Saturday, April 26

US Trade Wars

Analysis

The US will end up with higher tariffs

  1. Trump is ideologically committed to tariffs, and short of a disaster in implementation, the US is likely to end up with an increased tariff regime at the end of a protracted and probably chaotic negotiation process.
  2. Trump’s baseline 10% tariffs on every nation are likely to stay in some form as they are a new revenue source for the government. Given the Republicans traditional hatred of new taxes, this might be Trump’s only way to (at least partially) address US fiscal problems and/or offset the costs of continued tax cuts.
  3. The April-2-announced-then-paused additional tariffs on creditor nations (the so-called reciprocal tariffs) are primarily a negotiating tactic in Trump’s inimitable idiosyncratic style. He will ultimately reduce them where the targeted countries offer some significant concession to the US for their trade imbalance. In the short-run, this is a shakedown. In the longer-run, it is unclear whether Trump will continue to sustain sufficient market and public support for these add-on tariffs. 
  4. Some form of super-tariff on China is likely to remain (see below).

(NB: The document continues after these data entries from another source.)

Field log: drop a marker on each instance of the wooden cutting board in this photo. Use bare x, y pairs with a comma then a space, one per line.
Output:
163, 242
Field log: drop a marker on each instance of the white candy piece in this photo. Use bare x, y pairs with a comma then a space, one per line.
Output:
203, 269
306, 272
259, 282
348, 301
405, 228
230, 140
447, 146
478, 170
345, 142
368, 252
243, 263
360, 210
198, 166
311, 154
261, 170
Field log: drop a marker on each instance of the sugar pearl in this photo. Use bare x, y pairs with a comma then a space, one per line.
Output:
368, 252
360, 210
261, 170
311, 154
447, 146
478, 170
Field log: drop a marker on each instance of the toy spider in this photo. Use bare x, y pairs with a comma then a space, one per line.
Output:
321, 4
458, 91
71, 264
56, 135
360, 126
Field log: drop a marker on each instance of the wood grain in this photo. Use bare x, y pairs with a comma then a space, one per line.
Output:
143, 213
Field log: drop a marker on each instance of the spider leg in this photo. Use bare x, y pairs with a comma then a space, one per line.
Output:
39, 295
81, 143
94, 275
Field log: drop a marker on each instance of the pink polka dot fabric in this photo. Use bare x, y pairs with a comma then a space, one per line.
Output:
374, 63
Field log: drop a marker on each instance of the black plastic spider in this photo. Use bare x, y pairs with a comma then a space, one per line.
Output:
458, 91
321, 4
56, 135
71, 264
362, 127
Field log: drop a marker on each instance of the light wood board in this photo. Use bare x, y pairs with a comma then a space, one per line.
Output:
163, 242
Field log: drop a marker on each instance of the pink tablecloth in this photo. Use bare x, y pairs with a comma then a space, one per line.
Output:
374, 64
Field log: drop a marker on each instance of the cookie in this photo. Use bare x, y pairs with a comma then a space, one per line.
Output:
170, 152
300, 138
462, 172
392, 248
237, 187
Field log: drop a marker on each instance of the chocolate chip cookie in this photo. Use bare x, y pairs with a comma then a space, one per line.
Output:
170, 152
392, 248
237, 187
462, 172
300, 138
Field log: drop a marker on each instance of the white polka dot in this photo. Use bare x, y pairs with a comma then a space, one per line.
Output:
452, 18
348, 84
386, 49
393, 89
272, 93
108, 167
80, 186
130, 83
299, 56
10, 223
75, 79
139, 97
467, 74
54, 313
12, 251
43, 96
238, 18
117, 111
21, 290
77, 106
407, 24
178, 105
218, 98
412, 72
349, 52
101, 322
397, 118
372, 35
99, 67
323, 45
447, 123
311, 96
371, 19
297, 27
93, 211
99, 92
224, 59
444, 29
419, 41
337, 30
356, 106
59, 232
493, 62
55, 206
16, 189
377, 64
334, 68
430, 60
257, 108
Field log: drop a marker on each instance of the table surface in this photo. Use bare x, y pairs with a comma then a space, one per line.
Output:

The US tariff negotiation process could become messy

  1. Trump will muddle though the tariff negotiation process: he will add new tariffs, pause tariffs, reduce tariffs, increase tariffs, remove tariffs, and back track as he negotiates with the rest of the world. If he fails to move forward with one country, he will shift focus to another country. He sees unpredictability as a negotiation strength. He does not play by the conventional bureaucratic rule book. 
  2. Negotiating credibility requires him to be rougher, tougher and meaner than he was in 2018-2020 tariff cycle. Because Trump needs to be tougher, he is happy to take some market pain to pursue his negotiating strategy. His strategy will continue to provide short-term shocks to bond and equity markets in the US (and globally). 
  3. But this is a high-wire act. Trump would not want to crash markets, see a flight of capital away from the US, nor bring on a full-blown recession. Hence, I expect markets to be tested and then eased back on multiple times. Market volatility will be high during the negotiations.
  4. It is also a lot of work. Trump is trying to negotiate with perhaps up to 100-plus countries at once. This is a Herculean task for the US, that benefits the nations in the rest of the world. each of whom only need to negotiate one agreement with the US.
  5. China, Mexico and Canada have been subject to this strategy once before in the 2018-2020 tariff cycle. All nations would have learnt that capitulating to Trump does not buy long-term reprieve or certainty from Trump’s US. Consequently, Trump is likely to find this round of negotiations much more challenging than the 2018-2020 round. He runs the risk of being seen as a one-trick-pony. No-one likes to be repeatedly extorted with the same strategy – it will be a case of once bitten, twice shy.  If Trump is not careful, rougher, tougher and meaner can quickly look like an over-exaggerated pantomime when it is ignored.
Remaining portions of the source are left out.